Bab 25 :
Tanggungjawab

Mengapa dulu itu aku seakan-akan mau saja menerima tugas dari guruku dan
kepala foyer kami Madame Barre, untuk ditunjuk dan diangkat menjadi
kepala-gedung. Kalau kuingat-ingat benar, samasekali bukan kemauanku buat
menerima tugas menjadi kepala-gedung. Tapi karena didesak dan dipercayakan,
lalu diberi tanggungjawab, maka tak ada jalan lain, aku menerima saja
pengangkatan itu. Mungkin karena aku dituakan, atau karena hal-hal mengenai
pekerjaan sehari-hariku. Antara lain misalnya setiap pagi mulai jam 06.00
aku olahraga jogging, lalu taicichuan. Lalu sesudah belajar bersama di
kelas, bahasa Perancis, aku melanjutkan pekerjaan harianku dengan
tusukjarum. Dan pasienku memang banyak, ada belasan orang. Dan kalau hari
Sabtu dan Minggu, orang-orang berdatangan dari kota-kota sekitar situ, dari
Vesoul, Belfort, Montpellier, dan lain-lain. Berbagai macam penyakit yang
berhubungan dengan syaraf. Sulit tidur, banyak kencing malam, tidak bisa
kencing, sakit ayan, kalau di kampung kami penyakit ini namanya penyakit
gila babi.
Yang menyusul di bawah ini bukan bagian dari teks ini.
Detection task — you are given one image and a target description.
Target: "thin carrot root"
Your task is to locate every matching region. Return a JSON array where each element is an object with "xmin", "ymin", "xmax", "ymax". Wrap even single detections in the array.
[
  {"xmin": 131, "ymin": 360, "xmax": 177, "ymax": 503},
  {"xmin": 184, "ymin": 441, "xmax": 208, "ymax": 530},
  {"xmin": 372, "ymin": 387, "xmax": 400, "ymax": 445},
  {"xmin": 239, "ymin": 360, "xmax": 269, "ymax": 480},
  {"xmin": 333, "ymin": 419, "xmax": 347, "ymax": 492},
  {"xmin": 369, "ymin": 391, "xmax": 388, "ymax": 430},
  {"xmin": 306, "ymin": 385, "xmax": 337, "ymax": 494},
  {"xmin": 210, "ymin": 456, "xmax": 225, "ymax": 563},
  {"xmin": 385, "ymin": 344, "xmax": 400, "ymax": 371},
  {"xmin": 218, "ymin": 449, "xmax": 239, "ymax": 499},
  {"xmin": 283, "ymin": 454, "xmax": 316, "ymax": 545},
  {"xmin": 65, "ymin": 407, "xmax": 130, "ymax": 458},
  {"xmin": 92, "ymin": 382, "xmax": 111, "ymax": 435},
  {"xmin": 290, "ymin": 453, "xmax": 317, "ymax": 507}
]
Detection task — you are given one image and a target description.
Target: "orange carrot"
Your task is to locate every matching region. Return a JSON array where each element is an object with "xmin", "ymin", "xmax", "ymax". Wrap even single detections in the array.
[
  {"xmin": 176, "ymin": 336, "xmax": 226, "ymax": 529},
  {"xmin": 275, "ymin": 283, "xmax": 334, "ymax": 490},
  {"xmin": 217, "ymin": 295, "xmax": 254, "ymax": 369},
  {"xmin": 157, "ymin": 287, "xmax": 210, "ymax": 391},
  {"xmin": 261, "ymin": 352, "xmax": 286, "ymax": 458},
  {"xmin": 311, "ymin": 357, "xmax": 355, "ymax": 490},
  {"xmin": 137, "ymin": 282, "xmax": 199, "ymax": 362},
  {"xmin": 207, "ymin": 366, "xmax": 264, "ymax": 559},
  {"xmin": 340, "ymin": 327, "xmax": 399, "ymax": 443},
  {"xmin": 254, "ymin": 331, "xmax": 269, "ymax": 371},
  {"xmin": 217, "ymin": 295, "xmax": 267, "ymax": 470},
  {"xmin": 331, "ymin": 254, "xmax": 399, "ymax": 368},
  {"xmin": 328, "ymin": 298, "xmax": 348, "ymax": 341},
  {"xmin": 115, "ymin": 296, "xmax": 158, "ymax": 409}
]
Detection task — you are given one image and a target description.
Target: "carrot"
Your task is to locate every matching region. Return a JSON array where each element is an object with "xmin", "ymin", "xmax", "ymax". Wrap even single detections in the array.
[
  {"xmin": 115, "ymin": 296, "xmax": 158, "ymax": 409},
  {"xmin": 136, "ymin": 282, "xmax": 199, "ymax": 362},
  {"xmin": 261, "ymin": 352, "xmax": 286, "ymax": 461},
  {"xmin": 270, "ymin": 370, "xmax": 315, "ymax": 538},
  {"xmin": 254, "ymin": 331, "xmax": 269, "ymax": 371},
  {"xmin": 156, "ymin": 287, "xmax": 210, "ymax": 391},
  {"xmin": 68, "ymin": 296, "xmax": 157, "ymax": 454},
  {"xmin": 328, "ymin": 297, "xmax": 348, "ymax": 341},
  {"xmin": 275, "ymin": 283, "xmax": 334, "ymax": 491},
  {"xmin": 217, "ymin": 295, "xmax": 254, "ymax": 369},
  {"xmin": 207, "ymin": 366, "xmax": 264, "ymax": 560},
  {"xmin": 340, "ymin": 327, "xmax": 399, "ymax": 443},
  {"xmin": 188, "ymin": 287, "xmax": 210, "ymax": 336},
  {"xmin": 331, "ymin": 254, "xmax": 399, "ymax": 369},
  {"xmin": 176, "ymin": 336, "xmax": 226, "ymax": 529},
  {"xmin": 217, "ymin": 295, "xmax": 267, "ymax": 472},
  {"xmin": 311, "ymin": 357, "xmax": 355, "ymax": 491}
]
Sakit lemah syaraf secara umum, impotensi, hipertensi, banyak
mimpi dan sebagainya. Bahkan ada yang datang padaku yang mengidap penyakit
tidak haid, tidak menstruasi, dan bahkan ada yang datang minta gugurkan
kandungannya. Tetapi prinsipku, akan kuobati kalau yang sifatnya membangun,
bukannya merusak. Menggugurkan kandungan kuanggap bukannya membangun dan
menyembuhkan, tetapi membongkar, merubuhkan, karena itu kutolak. Kuanjurkan
agar ke dokter umum dan ke rumahsakit saja.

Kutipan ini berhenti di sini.